Rob, could you open that as a bug?
Rob Mueller writes:
> We're using some custom code to call the spamassassin bayes learning
> routines rather than sa-learn, and have come across a slight bug that meant
> the first messages being learnt were always being lost.
>
> Going through the code here's what I have & what's happening...
>
> -----
>
> $SpamAssassin = Mail::SpamAssassin->new({
> dont_copy_prefs => 1,
> config_text => <<'EOF',
> use_bayes 0
> bayes_file_mode 0777
> bayes_learn_to_journal 1
> bayes_auto_expire 1
> bayes_journal_max_size 0
> bayes_use_hapaxes 0
> bayes_auto_learn 0
> EOF
> });
>
> $SpamAssassin->init();
>
> -----
>
> ... later on when I need to learn some messages for a user ...
>
> -----
>
> # Nasty poke straight into conf object...
> $SpamAssassin->{conf}->{use_bayes} = 1;
> $SpamAssassin->{conf}->{bayes_path} = $LearnDir . "/bayes";
> $SpamAssassin->signal_user_changed({ username => $UnqName });
> $SpamAssassin->init_learner({
> caller_will_untie => 1,
> });
>
> -----
>
> ... get the messages and loop over ...
>
> -----
>
> for-all-messages ... {
> my $Message = $SpamAssassin->parse([EMAIL PROTECTED]);
> my $Learner = $SpamAssassin->learn($Message, undef, $IsSpam);
> $Learner->finish();
> $Message->finish();
> }
> ...
>
> $SpamAssassin->rebuild_learner_caches();
> $SpamAssassin->finish_learner();
>
> -----
>
> The problem occurs because Mail::SpamAssassin::Bayes::learn() has the code:
>
> -----
> if ($self->{main}->{learn_to_journal}) {
> # If we're going to learn to journal, we'll try going r/o first...

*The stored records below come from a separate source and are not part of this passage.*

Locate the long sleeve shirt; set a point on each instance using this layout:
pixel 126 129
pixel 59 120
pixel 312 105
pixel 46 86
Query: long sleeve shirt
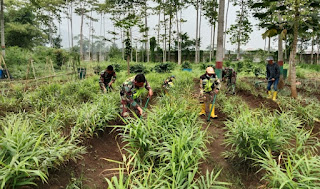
pixel 273 71
pixel 105 77
pixel 131 92
pixel 209 83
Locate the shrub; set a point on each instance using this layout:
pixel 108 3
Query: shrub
pixel 17 56
pixel 186 65
pixel 139 68
pixel 164 67
pixel 204 66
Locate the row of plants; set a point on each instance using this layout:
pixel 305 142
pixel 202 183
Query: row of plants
pixel 306 109
pixel 275 142
pixel 55 115
pixel 164 149
pixel 51 132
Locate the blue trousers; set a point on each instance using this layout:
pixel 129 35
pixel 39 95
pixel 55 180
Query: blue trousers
pixel 275 84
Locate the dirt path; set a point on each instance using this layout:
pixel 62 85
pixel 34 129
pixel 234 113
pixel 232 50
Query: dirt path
pixel 90 168
pixel 257 101
pixel 240 176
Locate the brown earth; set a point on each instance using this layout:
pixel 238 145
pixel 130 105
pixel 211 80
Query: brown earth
pixel 231 170
pixel 92 167
pixel 257 101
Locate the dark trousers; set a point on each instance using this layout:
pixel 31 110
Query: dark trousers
pixel 275 84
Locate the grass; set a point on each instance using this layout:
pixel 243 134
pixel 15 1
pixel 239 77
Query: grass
pixel 165 148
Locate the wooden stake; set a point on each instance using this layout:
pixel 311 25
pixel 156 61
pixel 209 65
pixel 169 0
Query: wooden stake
pixel 34 72
pixel 5 66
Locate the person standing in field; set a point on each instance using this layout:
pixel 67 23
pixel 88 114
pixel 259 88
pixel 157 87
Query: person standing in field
pixel 168 83
pixel 130 93
pixel 229 75
pixel 209 86
pixel 273 77
pixel 107 78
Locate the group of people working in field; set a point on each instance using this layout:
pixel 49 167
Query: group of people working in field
pixel 210 85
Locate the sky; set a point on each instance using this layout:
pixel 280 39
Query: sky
pixel 188 14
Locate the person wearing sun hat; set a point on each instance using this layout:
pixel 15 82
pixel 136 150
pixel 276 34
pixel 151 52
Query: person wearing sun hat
pixel 209 86
pixel 273 77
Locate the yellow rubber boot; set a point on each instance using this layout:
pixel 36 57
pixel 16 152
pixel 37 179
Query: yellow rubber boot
pixel 213 115
pixel 274 97
pixel 269 95
pixel 203 109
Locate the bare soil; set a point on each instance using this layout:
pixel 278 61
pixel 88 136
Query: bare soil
pixel 232 171
pixel 257 101
pixel 92 167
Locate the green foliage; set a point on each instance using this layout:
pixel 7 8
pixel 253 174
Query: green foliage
pixel 298 169
pixel 310 66
pixel 25 153
pixel 186 65
pixel 17 56
pixel 204 66
pixel 245 28
pixel 138 68
pixel 117 67
pixel 165 148
pixel 22 29
pixel 252 132
pixel 164 67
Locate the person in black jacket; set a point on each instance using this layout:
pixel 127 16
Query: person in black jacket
pixel 273 77
pixel 107 78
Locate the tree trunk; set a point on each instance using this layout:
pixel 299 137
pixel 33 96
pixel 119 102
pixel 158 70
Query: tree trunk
pixel 3 44
pixel 131 54
pixel 225 29
pixel 199 41
pixel 285 50
pixel 90 35
pixel 301 49
pixel 318 49
pixel 128 64
pixel 197 35
pixel 146 32
pixel 211 29
pixel 269 45
pixel 81 35
pixel 122 43
pixel 100 48
pixel 71 24
pixel 312 44
pixel 280 46
pixel 219 58
pixel 239 30
pixel 213 39
pixel 178 38
pixel 170 27
pixel 165 38
pixel 136 53
pixel 159 21
pixel 292 60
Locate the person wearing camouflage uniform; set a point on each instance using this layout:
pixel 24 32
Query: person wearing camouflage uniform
pixel 130 94
pixel 107 78
pixel 229 75
pixel 168 83
pixel 209 86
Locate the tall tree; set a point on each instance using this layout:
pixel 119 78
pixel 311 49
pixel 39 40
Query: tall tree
pixel 240 32
pixel 83 8
pixel 297 21
pixel 210 13
pixel 3 45
pixel 220 50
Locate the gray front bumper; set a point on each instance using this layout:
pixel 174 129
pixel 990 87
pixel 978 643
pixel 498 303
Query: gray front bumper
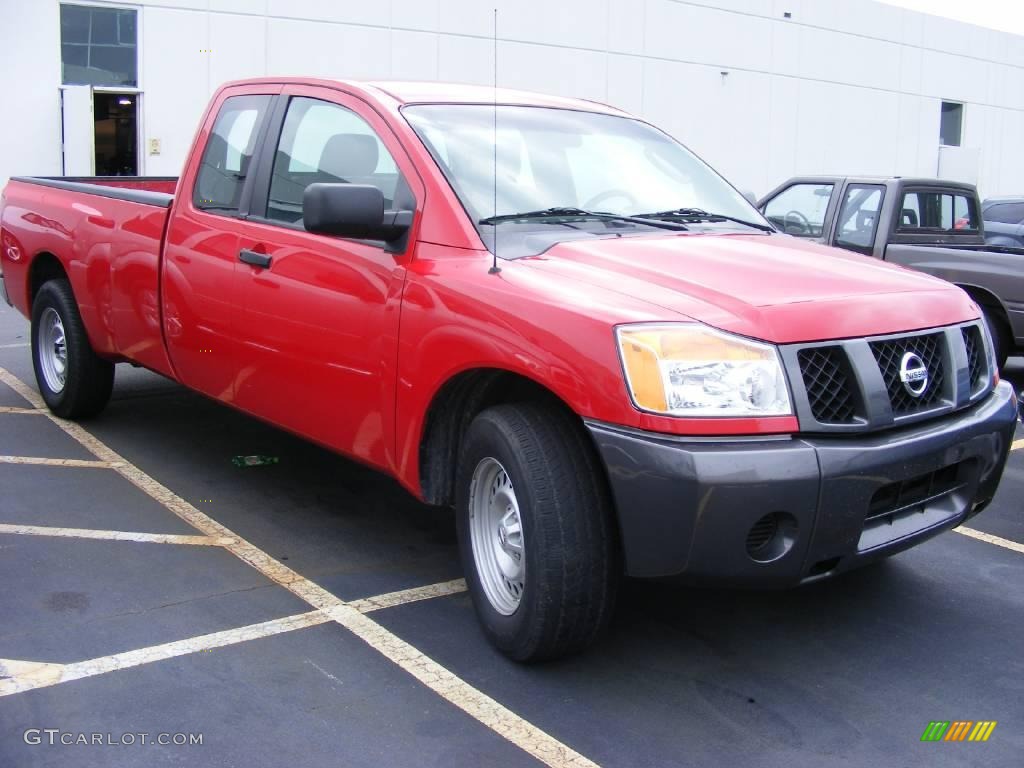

> # If that fails for some reason, let's try going r/w. This happens
> # if the DB doesn't exist yet.
> $ok = $self->{store}->tie_db_readonly() ||
> $self->{store}->tie_db_writable();
> } else {
> $ok = $self->{store}->tie_db_writable();
> }
> -----
>
> If no bayes db exists, then
> Mail::SpamAssassin::BayesStore::DBM::tie_db_readonly fails, so it does
> Mail::SpamAssassin::BayesStore::DBM::tie_db_writeable() which succeeds.
>
> However when it tries to learn the second message, it calls
> Mail::SpamAssassin::BayesStore::DBM::tie_db_readonly() again. This closes
> the db for writable access, and succeeds in opening it for readonly access,
> however it doesn't clear the $self->{is_locked} flag.
>
> This means that it thinks the db is still in writable mode, even though it's
> now been tied in read_only mode.
>
> This means that every message learnt attempts to re-tie the db (slow). It
> also means that when we rebuild_learner_caches(), it thinks that the db is
> in writeable mode, so when it calls
> Mail::SpamAssassin::BayesStore::DBM::tie_db_writeable(), it immediately
> returns because it thinks the db is writeable, but then all attempts to
> write to the db are just lost (no error messages, the write to the hash just
> disappears).
>
> It seems the fix is as easy as adding $self->{is_locked} = 0 somewhere in
> tie_db_readonly()
>
> I worked around this by forcibly opening the db in write mode on immediately
> after calling init_learner.
>
> -----
> caller_will_untie => 1,
> });
>
> + # Need to force creation of db
> + my $Scanner = $SpamAssassin->{bayes_scanner};
> + if ($Scanner && $Scanner->{store}) {
> + $Scanner->{store}->tie_db_writable();
> + $Scanner->{store}->untie_db();
> + }
> +
> return 1;
> }
>
> -----
>
> Hmmm, there was another problem with locks being left around as well, but I
> can't remember the exact details again now. I just know that I found a work
> around by changing my code to:
>
> -----
>
> + # Call this first to untie db to release lock
> + $SpamAssassin->finish_learner();
> $SpamAssassin->rebuild_learner_caches();
>
> -----
>
> I'll see if I can track it down again and remind myself what it was...
>
> Rob